In reducing CO2 emissions, institutional investors are important actors that can pressure their portfolio companies to achieve carbon neutrality. Institutional investors’ footprints are significantly lower than the combined effect of their portfolio companies’. Thus, influencing emissions reduction programmes on their investment side is what hedge funds, PE&VC etc. decarbonisation journey should be focused on.
It is fundamental to avoid making new investments in hazardous industries such as fossil fuels. On the other hand, divesting from these businesses is also not the optimal solution. Considering the inevitability of the fossil fuel phase out, your potential buyer will likely focus on maximising the short-term gains from your divested fossil fuel business over the environmental protection.
Again, a portion of your emissions won’t be fully avoided, forming a gap between the desired position and the existing situation.
The gap between your footprint and what you can realistically eliminate from your operations can be closed by engaging voluntary carbon credits (or offsets).
Polluting entities can purchase one carbon offset certificate for every tonne of CO2 equivalent they are looking to compensate for. The funds paid for offsets are invested into carbon avoidance or removal projects such as reforestation or carbon farming.
Large corporations, including Microsoft or Amazon, have made their commitments towards carbon neutrality or even negativity, suggesting an increasing demand for millions of carbon credits.
While there is a number of carbon offset projects available, quality, SDG impact and longevity of the projects is what matters.
Why is agriculture so important in relation to climate change?
Agricultural land corresponds form around 38% of global surface area. Another 31% is forest area and is partially related to agriculture, as farmers are often also involved in forestry. They are key actors in fighting climate change.
I’m glad that challenges in the agricultural sector were highlighted in the UN’s Sustainable Development Goals, playing a critical role in ensuring world food security, as well as supporting the sustainable management of land, water and natural resources.
With existing technologies, European subsectors of agriculture like crop production can become climate positive by the end of next decade.

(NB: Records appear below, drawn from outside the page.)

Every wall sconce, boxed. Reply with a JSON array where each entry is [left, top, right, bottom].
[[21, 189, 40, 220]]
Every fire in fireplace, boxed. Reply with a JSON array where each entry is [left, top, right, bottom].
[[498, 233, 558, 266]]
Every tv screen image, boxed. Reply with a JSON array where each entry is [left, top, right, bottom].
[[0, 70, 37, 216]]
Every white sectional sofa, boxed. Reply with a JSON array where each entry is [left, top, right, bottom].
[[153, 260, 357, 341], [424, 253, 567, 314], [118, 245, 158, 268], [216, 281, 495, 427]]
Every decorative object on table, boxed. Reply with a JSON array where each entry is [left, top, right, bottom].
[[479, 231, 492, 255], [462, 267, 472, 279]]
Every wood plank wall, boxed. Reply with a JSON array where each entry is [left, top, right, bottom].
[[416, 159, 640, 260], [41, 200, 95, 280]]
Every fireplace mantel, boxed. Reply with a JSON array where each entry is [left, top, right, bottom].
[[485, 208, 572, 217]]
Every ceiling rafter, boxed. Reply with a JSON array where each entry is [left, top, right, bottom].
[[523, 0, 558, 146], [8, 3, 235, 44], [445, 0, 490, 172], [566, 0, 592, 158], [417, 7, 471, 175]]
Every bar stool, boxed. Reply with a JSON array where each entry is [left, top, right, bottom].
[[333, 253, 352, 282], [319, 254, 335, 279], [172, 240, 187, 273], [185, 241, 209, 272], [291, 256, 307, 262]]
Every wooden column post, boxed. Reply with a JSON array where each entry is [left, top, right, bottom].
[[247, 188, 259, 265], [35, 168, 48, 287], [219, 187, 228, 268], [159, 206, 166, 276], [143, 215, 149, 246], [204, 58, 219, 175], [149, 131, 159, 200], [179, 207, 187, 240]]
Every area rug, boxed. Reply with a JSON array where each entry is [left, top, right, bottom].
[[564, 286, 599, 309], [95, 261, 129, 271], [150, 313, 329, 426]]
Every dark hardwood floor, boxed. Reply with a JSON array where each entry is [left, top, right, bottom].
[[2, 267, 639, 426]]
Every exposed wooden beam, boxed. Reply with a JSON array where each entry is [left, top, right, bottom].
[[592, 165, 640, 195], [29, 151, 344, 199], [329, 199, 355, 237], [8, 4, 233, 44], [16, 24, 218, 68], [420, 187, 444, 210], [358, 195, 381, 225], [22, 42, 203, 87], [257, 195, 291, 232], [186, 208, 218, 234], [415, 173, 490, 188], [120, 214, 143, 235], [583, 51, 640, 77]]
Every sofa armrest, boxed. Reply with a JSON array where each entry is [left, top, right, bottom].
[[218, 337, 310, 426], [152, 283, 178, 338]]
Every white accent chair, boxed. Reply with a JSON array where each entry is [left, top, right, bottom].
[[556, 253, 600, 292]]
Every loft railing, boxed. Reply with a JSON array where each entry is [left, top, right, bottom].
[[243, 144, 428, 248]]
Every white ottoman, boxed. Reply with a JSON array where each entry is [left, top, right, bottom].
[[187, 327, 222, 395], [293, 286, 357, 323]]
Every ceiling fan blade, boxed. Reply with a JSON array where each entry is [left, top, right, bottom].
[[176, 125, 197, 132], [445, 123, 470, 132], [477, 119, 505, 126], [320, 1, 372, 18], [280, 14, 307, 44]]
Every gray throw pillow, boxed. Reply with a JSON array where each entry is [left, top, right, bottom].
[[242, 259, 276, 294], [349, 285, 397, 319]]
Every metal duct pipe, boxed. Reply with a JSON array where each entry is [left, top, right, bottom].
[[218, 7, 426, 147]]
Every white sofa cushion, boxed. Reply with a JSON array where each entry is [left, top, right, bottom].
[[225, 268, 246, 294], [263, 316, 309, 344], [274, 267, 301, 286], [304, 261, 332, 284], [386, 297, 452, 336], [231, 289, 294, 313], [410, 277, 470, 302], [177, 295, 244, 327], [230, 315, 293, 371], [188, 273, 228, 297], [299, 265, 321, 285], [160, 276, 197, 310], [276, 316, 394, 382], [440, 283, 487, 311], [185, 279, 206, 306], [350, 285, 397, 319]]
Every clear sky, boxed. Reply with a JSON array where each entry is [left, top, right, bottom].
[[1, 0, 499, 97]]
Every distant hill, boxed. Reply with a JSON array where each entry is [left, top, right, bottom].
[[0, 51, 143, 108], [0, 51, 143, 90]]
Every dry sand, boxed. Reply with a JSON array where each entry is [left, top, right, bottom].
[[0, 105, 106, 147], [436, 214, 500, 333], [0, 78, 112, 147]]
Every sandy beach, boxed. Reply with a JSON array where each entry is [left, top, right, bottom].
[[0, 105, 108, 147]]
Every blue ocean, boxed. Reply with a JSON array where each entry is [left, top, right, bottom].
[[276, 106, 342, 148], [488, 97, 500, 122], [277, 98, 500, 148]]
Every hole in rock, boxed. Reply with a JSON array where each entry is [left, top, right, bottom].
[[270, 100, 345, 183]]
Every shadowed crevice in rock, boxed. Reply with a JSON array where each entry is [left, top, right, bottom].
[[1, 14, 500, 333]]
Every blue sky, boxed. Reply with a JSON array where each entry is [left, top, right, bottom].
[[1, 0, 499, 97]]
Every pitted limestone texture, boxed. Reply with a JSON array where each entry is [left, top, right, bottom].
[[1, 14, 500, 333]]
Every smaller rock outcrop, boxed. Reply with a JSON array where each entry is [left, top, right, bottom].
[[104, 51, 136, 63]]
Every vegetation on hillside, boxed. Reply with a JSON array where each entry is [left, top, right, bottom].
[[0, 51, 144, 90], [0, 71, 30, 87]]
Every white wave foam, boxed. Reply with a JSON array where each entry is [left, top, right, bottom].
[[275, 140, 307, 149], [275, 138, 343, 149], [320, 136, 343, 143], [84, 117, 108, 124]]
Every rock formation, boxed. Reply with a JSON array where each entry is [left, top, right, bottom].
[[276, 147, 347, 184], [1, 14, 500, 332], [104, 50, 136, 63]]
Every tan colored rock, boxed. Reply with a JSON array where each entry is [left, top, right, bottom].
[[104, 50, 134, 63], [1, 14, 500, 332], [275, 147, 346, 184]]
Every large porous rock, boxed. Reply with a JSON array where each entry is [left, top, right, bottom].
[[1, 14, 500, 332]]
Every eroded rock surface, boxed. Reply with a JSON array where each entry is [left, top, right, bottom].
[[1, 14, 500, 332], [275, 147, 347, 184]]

Sure, there is still research needed on how to reduce CO2 emission in livestock production that generates methane, which causes 28 times more warming per molecule than carbon dioxide, however, we are seeing some progress in this area too. There are some early indications that special additives in cow feed reduce the amount of methane producedCurrently, agriculture generates 19% of global CO2 emissions – around 51 billion tons a year – and it has a fair shot to become at least climate neutral, if necessary investments are implemented in farms willing to transform themselves.
We have provided funding to over 1,200 farms and we haven’t yet met a farmer who is a climate change denier. They are facing the challenges of climate change now, and they are ready to fight. Investors can make solid returns when joining their fight.
Where do you see HeavyFinance in five years?
Currently, we work with farmers in Poland, Portugal, Lithuania, Latvia and Bulgaria, and in five years, we expect to add 10 more markets to originate agricultural loans from. We have in-house origination and underwriting teams, underlying technologies enabling automated lending and time-proven recovery processes that ensures efficient loan management. Our sustainability department plays a crucial role in assurance of positive outcome of CO2 emission reductions. We work closely with institutional investors, such as financial institutions, debt capital funds or family offices, and retail investors by facilitating the allocation of their capital for agricultural impact investing.